A Gaussian sequence approach for proving minimaxity: A Review
Yuzo Maruyama, William E. Strawderman

TL;DR
This paper reviews minimax best equivariant estimators for invariant problems like location, scale, and covariance matrix estimation, introducing a unified Gaussian sequence approach that simplifies existing proofs of minimaxity.
Contribution
It presents a novel, unified Gaussian sequence method for proving minimaxity of best equivariant estimators, simplifying traditional proofs.
Findings
Unified Gaussian approach simplifies minimaxity proofs
Revisits minimaxity of estimators for location, scale, covariance
Provides a smooth prior sequence for theoretical analysis
Abstract
This paper reviews minimax best equivariant estimation in these invariant estimation problems: a location parameter, a scale parameter and a (Wishart) covariance matrix.
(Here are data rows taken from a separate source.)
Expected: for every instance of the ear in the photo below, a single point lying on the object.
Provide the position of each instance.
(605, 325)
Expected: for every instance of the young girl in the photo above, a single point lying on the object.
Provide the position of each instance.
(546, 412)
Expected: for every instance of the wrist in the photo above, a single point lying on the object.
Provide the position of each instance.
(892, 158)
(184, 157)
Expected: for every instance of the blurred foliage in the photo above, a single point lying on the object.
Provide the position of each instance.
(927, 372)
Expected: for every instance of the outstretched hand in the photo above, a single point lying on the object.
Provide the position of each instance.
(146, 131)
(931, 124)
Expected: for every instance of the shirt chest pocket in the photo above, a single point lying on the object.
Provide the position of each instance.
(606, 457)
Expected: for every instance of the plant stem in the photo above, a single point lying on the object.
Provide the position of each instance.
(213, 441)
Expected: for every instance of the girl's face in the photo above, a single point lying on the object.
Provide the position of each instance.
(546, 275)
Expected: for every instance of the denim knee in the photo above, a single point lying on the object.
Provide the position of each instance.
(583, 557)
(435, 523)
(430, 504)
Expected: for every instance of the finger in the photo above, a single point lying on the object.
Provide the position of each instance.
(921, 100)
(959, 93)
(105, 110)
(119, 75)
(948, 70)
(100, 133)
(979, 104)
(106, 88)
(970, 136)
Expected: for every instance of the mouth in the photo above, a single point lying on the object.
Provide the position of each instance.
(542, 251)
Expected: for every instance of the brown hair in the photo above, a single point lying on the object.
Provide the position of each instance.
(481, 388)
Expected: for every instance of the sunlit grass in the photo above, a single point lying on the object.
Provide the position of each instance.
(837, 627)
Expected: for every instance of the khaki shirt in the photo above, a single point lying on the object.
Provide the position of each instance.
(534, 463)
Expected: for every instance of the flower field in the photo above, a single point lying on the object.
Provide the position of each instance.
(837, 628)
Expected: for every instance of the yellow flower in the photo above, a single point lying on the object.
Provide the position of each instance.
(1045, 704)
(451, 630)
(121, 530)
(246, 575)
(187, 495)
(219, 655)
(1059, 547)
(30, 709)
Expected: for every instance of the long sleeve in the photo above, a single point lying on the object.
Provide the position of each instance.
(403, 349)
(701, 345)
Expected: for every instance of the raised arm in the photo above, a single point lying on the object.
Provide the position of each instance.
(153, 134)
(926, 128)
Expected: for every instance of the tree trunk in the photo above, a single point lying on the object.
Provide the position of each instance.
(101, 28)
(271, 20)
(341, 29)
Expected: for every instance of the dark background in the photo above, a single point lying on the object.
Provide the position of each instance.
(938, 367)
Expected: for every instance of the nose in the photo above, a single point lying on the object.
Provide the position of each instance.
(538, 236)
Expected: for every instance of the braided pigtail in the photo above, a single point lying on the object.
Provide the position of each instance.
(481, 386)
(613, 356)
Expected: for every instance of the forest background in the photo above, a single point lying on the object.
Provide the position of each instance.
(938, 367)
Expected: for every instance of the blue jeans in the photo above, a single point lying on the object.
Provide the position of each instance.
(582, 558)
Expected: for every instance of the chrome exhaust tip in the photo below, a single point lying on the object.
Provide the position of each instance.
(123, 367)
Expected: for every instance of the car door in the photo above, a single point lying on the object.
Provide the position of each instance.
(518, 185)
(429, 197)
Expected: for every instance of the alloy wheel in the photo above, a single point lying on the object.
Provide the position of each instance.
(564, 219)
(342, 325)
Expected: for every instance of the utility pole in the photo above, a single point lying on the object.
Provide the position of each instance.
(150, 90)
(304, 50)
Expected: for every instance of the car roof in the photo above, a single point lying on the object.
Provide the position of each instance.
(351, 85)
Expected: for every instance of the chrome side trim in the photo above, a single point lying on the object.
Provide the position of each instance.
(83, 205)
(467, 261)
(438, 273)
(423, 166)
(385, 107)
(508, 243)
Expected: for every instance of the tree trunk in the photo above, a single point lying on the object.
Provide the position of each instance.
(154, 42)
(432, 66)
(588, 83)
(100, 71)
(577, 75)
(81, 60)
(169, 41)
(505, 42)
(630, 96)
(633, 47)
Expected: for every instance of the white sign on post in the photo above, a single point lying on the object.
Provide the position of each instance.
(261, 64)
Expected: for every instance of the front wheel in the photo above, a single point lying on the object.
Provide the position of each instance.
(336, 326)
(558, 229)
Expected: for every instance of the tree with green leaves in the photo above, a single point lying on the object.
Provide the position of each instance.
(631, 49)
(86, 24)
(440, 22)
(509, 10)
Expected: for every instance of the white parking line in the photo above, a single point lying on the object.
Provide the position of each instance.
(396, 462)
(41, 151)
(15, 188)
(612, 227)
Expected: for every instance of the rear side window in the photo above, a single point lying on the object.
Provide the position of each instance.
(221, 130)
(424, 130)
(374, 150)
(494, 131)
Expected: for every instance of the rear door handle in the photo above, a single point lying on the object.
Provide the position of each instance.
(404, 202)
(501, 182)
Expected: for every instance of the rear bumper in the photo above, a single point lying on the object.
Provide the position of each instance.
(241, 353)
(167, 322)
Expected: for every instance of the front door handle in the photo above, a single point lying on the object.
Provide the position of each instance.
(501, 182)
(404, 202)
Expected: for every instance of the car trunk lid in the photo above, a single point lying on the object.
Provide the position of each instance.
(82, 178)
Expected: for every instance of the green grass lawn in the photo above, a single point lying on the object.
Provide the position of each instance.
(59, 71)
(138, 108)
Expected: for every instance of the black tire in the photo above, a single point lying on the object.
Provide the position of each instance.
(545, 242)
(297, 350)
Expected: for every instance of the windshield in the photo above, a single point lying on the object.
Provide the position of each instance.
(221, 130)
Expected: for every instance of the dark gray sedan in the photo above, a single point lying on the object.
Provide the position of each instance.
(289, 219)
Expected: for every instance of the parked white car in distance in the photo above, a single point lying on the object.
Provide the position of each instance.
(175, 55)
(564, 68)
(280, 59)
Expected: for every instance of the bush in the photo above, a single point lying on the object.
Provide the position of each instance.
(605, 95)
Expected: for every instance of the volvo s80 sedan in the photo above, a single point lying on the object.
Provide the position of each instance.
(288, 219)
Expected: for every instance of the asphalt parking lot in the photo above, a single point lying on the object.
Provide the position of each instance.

We briefly review development of the best equivariant estimator as a generalized Bayes estimator relative to right invariant Haar measure in each case. Then we prove minimaxity of the best equivariant procedure by giving a least favorable prior sequence based on non-truncated Gaussian distributions. The results in this paper are all known, but we bring a fresh and somewhat unified approach by using, in contrast to most proofs in the literature, a smooth sequence of non truncated priors. This approach leads to some simplifications in the minimaxity proofs.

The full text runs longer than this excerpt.